Bölük komutanımız bölüğe U düzeni aldırıp konuşmaya başladı. Elinde hakiki bir el bombası vardı.
Sene 1979 Kara Harp Okulu yaz kampındayız. Her türlü piyade silahının eğitimini alıp atışını yapıyoruz. O sene hakiki bomba ile de atış yapılacağı söyleniyor. 1976 yılında bomba atışında bir öğrenci şehit olmuş ve sonraki yıllar bomba atışı yasaklanmış.
Bu vesileyle 1976 yılında el bombası atışında şehit olan Harbiyeli Cezmi Özsezer’e aradan geçen 43 yıl sonra 2019 yılında ailesinin müracaatı üzerine şehitlik belgesi verildiğini internetten tesadüfen öğrendim. 19 yaşında hayatın baharında eğitim esnasında şehit olan bu kardeşimize de Rabbim rahmet eylesin.
İşte bu sene atışlara tekrar başlanacağı söylenince hepimiz çok heyecanlandık. Günlerce eğitim yaptık, nihayet atış günü geldi.
Bomba atış alanına geldik. Bölük komutanımız bölüğe U düzeni aldırıp konuşmaya başladı. Elinde hakiki bir el bombası vardı. “Arkadaşlar daha önce yaşanmış acı hatıranın etkisiyle heyecanlı olduğunuzu biliyorum ama sakın heyecanlanmayın. Günlerce eğitim aldınız. Bu el bombasının pimini çektikten sonra sımsıkı tuttuğunuz mandalı bırakmadığınız müddetçe bomba patlamaz. Pençeleriniz güçlüyse saatlerce bırakmadan böyle bekleyebilir, sonra istediğiniz zaman bombayı fırlatabilirsiniz” dedi.

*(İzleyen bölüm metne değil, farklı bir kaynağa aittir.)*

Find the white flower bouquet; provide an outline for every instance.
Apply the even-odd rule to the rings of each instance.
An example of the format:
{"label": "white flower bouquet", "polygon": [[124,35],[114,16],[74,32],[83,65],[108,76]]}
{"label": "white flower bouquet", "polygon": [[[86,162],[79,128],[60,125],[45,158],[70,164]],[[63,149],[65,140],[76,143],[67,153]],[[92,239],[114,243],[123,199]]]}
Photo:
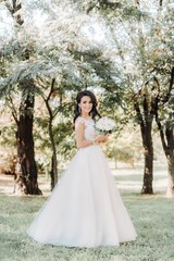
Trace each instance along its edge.
{"label": "white flower bouquet", "polygon": [[107,116],[99,119],[99,121],[95,124],[95,129],[101,135],[111,134],[114,128],[114,121]]}

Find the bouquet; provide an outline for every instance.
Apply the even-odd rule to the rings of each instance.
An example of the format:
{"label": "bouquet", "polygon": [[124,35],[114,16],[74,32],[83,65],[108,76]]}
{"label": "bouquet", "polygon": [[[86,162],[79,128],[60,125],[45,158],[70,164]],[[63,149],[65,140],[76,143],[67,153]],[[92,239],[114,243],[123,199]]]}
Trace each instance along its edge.
{"label": "bouquet", "polygon": [[101,117],[95,124],[95,128],[101,135],[111,134],[115,128],[115,123],[109,117]]}

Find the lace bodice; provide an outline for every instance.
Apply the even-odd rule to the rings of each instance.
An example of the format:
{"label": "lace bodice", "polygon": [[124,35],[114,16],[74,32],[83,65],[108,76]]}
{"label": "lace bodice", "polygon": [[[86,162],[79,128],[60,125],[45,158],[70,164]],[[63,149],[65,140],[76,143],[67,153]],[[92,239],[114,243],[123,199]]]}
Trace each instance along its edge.
{"label": "lace bodice", "polygon": [[92,140],[96,137],[95,132],[95,121],[92,119],[86,120],[84,117],[78,116],[75,123],[82,122],[85,124],[85,139]]}

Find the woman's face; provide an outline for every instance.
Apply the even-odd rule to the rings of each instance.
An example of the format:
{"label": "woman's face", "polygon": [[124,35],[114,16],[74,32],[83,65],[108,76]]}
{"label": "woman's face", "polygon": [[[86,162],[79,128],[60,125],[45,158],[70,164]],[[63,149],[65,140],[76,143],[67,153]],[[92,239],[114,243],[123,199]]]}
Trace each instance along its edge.
{"label": "woman's face", "polygon": [[82,114],[89,114],[92,109],[92,102],[89,96],[83,96],[78,104],[82,110]]}

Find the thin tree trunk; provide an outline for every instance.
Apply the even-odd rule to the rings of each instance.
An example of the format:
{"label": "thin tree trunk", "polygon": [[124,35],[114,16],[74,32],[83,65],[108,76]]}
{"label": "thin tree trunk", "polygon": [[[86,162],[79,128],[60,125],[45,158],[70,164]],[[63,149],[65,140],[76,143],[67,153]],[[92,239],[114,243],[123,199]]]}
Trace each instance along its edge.
{"label": "thin tree trunk", "polygon": [[50,92],[47,97],[47,99],[44,98],[46,102],[46,107],[49,113],[49,137],[51,141],[51,148],[52,148],[52,157],[51,157],[51,171],[50,171],[50,176],[51,176],[51,190],[54,188],[55,184],[58,183],[58,159],[57,159],[57,147],[55,147],[55,141],[54,141],[54,136],[53,136],[53,129],[52,129],[52,121],[53,121],[53,112],[50,108],[49,100],[51,98],[51,95],[54,91],[54,83],[55,79],[53,78],[51,82],[51,88]]}
{"label": "thin tree trunk", "polygon": [[174,154],[167,157],[167,189],[166,197],[174,197]]}
{"label": "thin tree trunk", "polygon": [[[23,83],[26,87],[33,88],[33,80]],[[29,86],[27,86],[29,85]],[[20,107],[20,120],[17,122],[17,158],[21,164],[21,172],[17,174],[16,183],[17,191],[21,194],[41,195],[37,183],[37,166],[35,162],[34,137],[33,137],[33,122],[34,122],[34,95],[28,91],[23,95],[26,97]]]}
{"label": "thin tree trunk", "polygon": [[142,181],[142,189],[141,194],[153,194],[152,188],[152,181],[153,181],[153,144],[152,144],[152,120],[153,116],[148,113],[148,104],[145,99],[144,101],[144,114],[142,117],[141,111],[139,109],[138,101],[134,104],[137,120],[140,125],[140,133],[142,138],[142,147],[144,147],[144,158],[145,158],[145,165],[144,165],[144,181]]}
{"label": "thin tree trunk", "polygon": [[52,121],[49,122],[49,136],[52,147],[52,158],[51,158],[51,190],[58,183],[58,160],[57,160],[57,148],[52,133]]}
{"label": "thin tree trunk", "polygon": [[144,184],[141,194],[153,194],[152,181],[153,181],[153,145],[151,137],[151,123],[146,126],[144,132]]}

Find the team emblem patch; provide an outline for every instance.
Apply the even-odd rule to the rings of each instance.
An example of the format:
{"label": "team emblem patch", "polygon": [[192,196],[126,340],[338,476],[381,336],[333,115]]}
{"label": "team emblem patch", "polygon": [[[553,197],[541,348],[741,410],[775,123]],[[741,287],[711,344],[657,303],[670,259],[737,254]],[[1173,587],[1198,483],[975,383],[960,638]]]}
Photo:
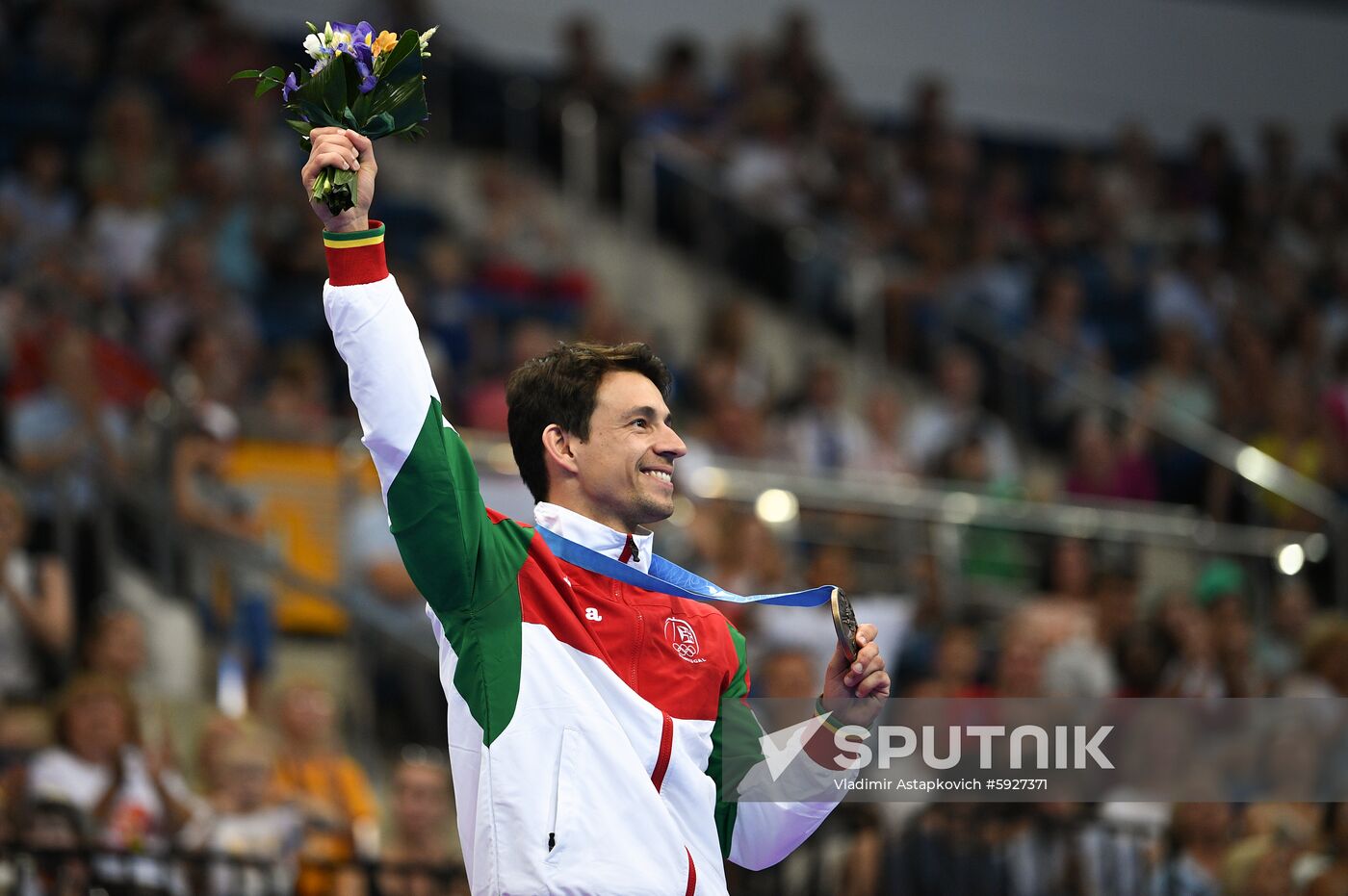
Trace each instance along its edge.
{"label": "team emblem patch", "polygon": [[689,625],[686,620],[681,620],[677,616],[666,618],[665,637],[669,639],[670,647],[674,648],[674,652],[689,663],[706,662],[705,658],[698,656],[700,648],[697,645],[697,632],[693,631],[693,627]]}

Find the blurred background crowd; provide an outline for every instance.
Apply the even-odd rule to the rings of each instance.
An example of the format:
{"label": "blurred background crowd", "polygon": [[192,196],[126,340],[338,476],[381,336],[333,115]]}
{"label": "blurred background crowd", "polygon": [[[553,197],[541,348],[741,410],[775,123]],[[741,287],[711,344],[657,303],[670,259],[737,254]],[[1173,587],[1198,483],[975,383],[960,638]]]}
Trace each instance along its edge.
{"label": "blurred background crowd", "polygon": [[[302,35],[205,0],[0,23],[0,893],[466,892],[305,156],[226,85]],[[1144,121],[1027,140],[936,75],[857,108],[803,12],[724,55],[669,35],[639,77],[599,19],[559,18],[546,70],[439,24],[431,136],[377,148],[376,217],[489,504],[527,519],[504,376],[644,340],[692,446],[662,552],[842,586],[896,694],[1348,694],[1348,119],[1316,163],[1279,121],[1246,158],[1204,121],[1182,152]],[[816,693],[826,618],[735,621],[754,695]],[[1348,814],[849,804],[731,874],[1324,896]]]}

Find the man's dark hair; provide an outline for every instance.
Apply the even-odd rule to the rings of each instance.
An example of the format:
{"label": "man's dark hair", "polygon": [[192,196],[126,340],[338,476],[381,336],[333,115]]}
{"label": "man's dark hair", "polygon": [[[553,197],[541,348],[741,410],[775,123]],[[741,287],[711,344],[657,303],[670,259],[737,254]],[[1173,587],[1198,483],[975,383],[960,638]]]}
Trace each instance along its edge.
{"label": "man's dark hair", "polygon": [[555,423],[581,441],[588,439],[600,380],[615,371],[640,373],[661,395],[669,393],[670,373],[644,342],[561,342],[510,375],[506,383],[510,446],[535,501],[547,500],[547,465],[539,438],[543,430]]}

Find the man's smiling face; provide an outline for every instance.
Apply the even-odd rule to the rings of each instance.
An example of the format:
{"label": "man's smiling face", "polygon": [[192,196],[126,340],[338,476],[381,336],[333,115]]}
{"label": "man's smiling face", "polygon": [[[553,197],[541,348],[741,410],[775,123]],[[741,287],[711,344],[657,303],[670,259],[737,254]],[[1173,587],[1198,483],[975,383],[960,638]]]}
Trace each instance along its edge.
{"label": "man's smiling face", "polygon": [[687,447],[670,423],[665,397],[644,375],[615,371],[604,376],[589,438],[572,439],[586,516],[632,532],[674,512],[674,461]]}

Bunu derken de bombanın pimini çıkarıp aldı. Pimi çekilmiş bomba ile bölüğün arasında dolaşıyordu. Epey bir süre böyle gezdikten sonra “şimdi pimi geri takıyorum” dedi ve sol eli ile takmaya başladı. O sırada bomba elinden düştü. Düşerken mandalın fırlarken çıkardığı şırraaaak sesi kulaklarımızda çınlıyordu. Hepimiz şoke olmuş, donmuş kalmıştık!.. Bölük komutanımızın kıpkırmızı olmuş yüzünde müthiş bir korku belirmişti. Gözleri büyüdü. Boğazındaki damarları patlayacakmış gibi bir haykırışla “tam siperrrrrrr!” diye bağırdı. Bütün herkes dört bir yana dağılıp tam siper yaptık. 6 saniye sonra bomba patlayacak kim bilir kaç kişi bölük komutanının tedbirsizliği sebebiyle şehit olacaktı. Saniyeler saatler gibi geçiyor ama bir türlü patlama sesi gelmiyordu. Uzunca bir süre devam eden ölüm sessizliğini bölük komutanının kahkahası ve ardından “bölük toplan!” komutu bozdu.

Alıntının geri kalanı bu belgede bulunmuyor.